Going Italian
On Saturday, the Eastern Connecticut Symphony Orchestra, with honey-harmony’d support from the Eastern Connecticut Symphony Chorus, presents a powerful program called “Festival Italiano.” The ECSO performs under the direction of music director Toshi Shimada, while the chorus celebrates their debut performance behind new director Wendy K. Moy.
Regarding the Italian, the evening will indeed be thematic. Native son Giuseppe Verdi is represented through his Stabat Mater, which will feature Moy and the chorus. And, though Mendelssohn was German, his Symphony No 4 in A major, Op 90 is known as his “Italian Symphony” and is considered one of the most tuneful and brilliant of his repertoire.
Stravinsky, the Russian-born composer who lived in America, France and Switzerland but, ah, not Italy, nonetheless wrote the short but lovely Pulcinella Suite, which was originally conceived as a ballet inspired by a popular Italian character.

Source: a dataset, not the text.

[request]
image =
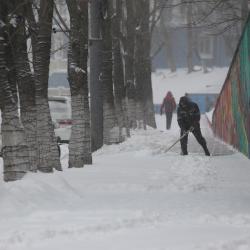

Finally, ECSO principal violist Barbara Wiggin will star on a recitation of a Joan Tower commission called Purple Rhapsody. Eastern Connecticut Symphony Orchestra and Eastern Connecticut Symphony Chorus, 7:30 p.m. Saturday, Garde Arts Center, 325 State St., New London; $31-$65, $12 seats available to patrons under 40 and current or retired military personnel; (860) 4432876, ectsymphony.com.